Agadir a accueilli, lundi 25 mai 2026, les travaux du premier Conseil d’administration du Groupement Sanitaire Territorial (GST) de la région Souss-Massa, présidés par le Chef du gouvernement, Aziz Akhannouch. Cette réunion s’inscrit dans le cadre de l’accélération de la mise en œuvre du chantier national des groupements sanitaires territoriaux, conformément aux Hautes Orientations Royales visant une réforme profonde et intégrée du système national de santé.
Le lancement du GST de Souss-Massa intervient après la mise en place des structures similaires dans les régions de Tanger-Tétouan-Al Hoceïma et Rabat-Salé-Kénitra. Cette dynamique traduit la volonté des pouvoirs publics d’instaurer un nouveau modèle de gouvernance sanitaire régionale, fondé sur l’autonomie de gestion, l’efficacité des prestations médicales et la complémentarité entre les différents niveaux de soins.

Lors de cette session, les membres du Conseil ont approuvé le budget du Groupement Sanitaire Territorial de Souss-Massa pour l’exercice 2026, ainsi que le programme d’action 2026-2027, l’organigramme administratif et le statut-type des professionnels de santé relevant du groupement. Il a également été annoncé que l’entrée en fonction effective de cette nouvelle structure est prévue pour le mois d’août 2026.
Dans son allocution d’ouverture, le Chef du gouvernement a salué la dynamique engagée dans le déploiement des groupements sanitaires territoriaux, estimant que ce chantier structurel constitue une nouvelle étape dans la modernisation de la gouvernance du secteur de la santé au Maroc. Il a souligné que cette réforme vise notamment l’amélioration de l’offre de soins, l’optimisation du parcours du patient, le renforcement de l’équité territoriale en matière d’accès aux services de santé et une meilleure coordination entre les établissements sanitaires au niveau régional.

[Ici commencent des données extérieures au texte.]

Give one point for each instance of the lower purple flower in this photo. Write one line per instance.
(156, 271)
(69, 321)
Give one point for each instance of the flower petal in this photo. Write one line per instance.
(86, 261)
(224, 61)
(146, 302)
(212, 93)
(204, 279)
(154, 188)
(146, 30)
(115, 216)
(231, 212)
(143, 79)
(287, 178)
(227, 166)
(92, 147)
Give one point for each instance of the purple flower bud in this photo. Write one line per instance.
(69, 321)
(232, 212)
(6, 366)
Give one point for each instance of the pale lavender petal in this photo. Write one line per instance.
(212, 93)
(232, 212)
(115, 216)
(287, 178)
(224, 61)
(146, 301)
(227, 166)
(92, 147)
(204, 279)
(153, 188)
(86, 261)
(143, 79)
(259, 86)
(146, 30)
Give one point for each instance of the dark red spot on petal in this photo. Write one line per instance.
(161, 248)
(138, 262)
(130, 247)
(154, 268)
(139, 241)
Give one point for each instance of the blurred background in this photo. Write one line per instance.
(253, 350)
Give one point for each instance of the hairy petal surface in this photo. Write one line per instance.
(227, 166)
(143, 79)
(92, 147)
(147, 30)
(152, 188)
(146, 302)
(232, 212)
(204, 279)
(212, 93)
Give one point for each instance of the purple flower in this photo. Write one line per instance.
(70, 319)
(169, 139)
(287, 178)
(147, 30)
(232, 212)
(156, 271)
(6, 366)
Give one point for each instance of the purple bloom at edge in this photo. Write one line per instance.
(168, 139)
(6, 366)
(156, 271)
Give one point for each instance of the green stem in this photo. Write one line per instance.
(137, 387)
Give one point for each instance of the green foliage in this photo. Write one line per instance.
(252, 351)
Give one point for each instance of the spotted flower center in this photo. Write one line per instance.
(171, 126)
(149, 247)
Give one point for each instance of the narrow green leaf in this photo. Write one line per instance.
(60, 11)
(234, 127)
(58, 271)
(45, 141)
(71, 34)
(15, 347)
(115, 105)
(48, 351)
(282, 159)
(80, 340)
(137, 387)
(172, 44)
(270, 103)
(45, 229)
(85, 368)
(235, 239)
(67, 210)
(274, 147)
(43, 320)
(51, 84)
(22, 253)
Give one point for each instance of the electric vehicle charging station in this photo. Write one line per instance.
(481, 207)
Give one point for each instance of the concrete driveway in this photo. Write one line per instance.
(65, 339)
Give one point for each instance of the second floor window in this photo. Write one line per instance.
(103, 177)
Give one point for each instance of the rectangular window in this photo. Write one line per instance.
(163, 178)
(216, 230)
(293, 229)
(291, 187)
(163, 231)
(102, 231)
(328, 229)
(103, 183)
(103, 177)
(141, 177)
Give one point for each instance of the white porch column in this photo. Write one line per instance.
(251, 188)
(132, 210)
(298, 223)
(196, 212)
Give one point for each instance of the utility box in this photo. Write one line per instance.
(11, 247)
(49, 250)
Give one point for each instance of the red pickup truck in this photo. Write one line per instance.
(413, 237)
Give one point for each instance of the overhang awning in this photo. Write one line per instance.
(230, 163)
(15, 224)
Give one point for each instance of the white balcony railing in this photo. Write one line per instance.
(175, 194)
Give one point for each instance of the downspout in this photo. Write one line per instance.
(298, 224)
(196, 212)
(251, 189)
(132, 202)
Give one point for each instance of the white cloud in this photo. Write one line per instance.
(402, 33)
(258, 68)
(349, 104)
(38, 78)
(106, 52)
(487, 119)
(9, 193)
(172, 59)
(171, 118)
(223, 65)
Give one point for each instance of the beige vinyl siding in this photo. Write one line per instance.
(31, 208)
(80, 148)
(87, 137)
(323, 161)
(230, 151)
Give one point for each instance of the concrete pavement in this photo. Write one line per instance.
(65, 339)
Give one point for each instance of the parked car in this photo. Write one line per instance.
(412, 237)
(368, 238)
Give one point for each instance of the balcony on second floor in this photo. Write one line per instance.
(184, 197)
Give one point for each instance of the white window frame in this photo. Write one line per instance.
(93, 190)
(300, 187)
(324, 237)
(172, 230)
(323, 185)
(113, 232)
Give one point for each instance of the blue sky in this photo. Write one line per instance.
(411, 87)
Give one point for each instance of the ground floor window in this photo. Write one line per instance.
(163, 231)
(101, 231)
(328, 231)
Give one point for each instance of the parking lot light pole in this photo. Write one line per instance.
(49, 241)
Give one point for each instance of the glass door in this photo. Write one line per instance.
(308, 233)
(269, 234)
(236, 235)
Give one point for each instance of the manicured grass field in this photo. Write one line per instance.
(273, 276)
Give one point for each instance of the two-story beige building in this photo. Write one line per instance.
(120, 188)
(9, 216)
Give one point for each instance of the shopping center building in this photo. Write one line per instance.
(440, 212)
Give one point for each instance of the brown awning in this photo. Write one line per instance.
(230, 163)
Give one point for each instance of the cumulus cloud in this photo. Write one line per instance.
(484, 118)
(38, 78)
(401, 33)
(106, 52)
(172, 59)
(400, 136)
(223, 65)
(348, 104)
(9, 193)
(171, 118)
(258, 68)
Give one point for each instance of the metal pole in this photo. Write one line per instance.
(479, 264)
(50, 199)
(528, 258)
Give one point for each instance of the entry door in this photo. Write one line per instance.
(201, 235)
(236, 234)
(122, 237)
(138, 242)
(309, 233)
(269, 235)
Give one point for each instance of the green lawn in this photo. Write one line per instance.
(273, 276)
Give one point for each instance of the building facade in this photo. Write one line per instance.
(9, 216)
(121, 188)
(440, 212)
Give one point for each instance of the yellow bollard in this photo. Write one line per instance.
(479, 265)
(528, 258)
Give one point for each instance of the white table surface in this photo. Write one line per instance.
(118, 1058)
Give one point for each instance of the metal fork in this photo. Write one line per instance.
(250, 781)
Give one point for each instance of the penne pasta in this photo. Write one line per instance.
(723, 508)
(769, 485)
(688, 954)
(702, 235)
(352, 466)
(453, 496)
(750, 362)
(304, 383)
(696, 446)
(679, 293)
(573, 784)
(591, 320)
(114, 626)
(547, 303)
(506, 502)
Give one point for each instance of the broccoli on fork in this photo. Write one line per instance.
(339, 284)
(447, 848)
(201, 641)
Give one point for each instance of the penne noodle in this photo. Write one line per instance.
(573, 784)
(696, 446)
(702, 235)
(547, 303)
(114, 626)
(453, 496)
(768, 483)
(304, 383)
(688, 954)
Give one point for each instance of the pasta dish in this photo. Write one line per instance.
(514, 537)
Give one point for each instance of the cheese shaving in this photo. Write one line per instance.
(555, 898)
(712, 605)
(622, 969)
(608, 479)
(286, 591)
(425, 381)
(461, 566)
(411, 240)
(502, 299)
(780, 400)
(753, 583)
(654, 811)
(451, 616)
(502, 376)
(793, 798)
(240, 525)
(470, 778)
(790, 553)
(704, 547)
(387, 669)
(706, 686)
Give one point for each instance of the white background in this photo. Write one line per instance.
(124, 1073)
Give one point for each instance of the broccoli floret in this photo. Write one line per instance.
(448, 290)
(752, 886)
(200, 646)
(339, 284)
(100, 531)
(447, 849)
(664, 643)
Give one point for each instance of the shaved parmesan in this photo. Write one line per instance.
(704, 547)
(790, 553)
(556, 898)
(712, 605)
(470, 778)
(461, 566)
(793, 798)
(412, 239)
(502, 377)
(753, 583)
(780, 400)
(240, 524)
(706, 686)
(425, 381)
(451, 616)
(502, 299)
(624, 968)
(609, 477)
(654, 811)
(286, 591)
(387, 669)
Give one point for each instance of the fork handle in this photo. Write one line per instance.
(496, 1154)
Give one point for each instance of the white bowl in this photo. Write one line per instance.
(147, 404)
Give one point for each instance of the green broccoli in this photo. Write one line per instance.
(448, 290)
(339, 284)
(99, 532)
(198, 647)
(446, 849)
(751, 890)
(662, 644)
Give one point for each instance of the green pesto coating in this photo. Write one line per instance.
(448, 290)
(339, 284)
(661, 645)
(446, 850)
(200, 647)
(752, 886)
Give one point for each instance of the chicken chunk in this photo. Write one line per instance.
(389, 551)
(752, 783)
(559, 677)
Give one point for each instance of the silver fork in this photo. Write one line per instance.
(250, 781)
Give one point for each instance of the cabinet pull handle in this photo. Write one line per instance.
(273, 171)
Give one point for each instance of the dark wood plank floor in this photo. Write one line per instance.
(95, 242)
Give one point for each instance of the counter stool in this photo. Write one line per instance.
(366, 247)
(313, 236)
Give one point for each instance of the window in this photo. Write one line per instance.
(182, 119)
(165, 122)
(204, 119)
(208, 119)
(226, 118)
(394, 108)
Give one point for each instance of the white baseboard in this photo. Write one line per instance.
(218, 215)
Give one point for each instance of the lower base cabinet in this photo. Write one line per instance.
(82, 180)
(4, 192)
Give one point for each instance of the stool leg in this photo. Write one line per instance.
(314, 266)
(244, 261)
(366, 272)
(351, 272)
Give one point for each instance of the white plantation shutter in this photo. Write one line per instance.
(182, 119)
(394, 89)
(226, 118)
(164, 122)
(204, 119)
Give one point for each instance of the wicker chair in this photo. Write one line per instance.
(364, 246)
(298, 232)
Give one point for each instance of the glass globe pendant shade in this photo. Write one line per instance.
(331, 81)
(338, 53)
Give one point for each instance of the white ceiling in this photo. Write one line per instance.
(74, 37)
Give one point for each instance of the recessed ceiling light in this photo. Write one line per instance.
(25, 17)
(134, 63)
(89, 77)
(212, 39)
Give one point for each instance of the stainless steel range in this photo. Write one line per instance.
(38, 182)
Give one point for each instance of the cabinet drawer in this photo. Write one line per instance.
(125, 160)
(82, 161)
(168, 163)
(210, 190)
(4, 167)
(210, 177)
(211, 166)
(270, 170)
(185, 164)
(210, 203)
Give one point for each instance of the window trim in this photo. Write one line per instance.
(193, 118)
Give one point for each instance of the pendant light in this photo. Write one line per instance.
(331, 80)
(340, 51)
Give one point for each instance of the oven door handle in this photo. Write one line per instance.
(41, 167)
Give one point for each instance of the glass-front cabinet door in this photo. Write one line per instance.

Le Conseil a également mis en avant l’importance stratégique de la région Souss-Massa dans l’architecture sanitaire nationale, compte tenu de son dynamisme démographique et économique. À cet égard, le Centre Hospitalier Universitaire Mohammed VI d’Agadir a été présenté comme une infrastructure médicale de référence, entrée en service en 2025 avec une capacité de 867 lits et destinée à répondre aux besoins d’environ trois millions d’habitants de la région et des territoires avoisinants. L’établissement se distingue notamment par l’intégration de la chirurgie robotique à haute précision, faisant de lui l’un des premiers centres hospitaliers du continent africain à adopter cette technologie.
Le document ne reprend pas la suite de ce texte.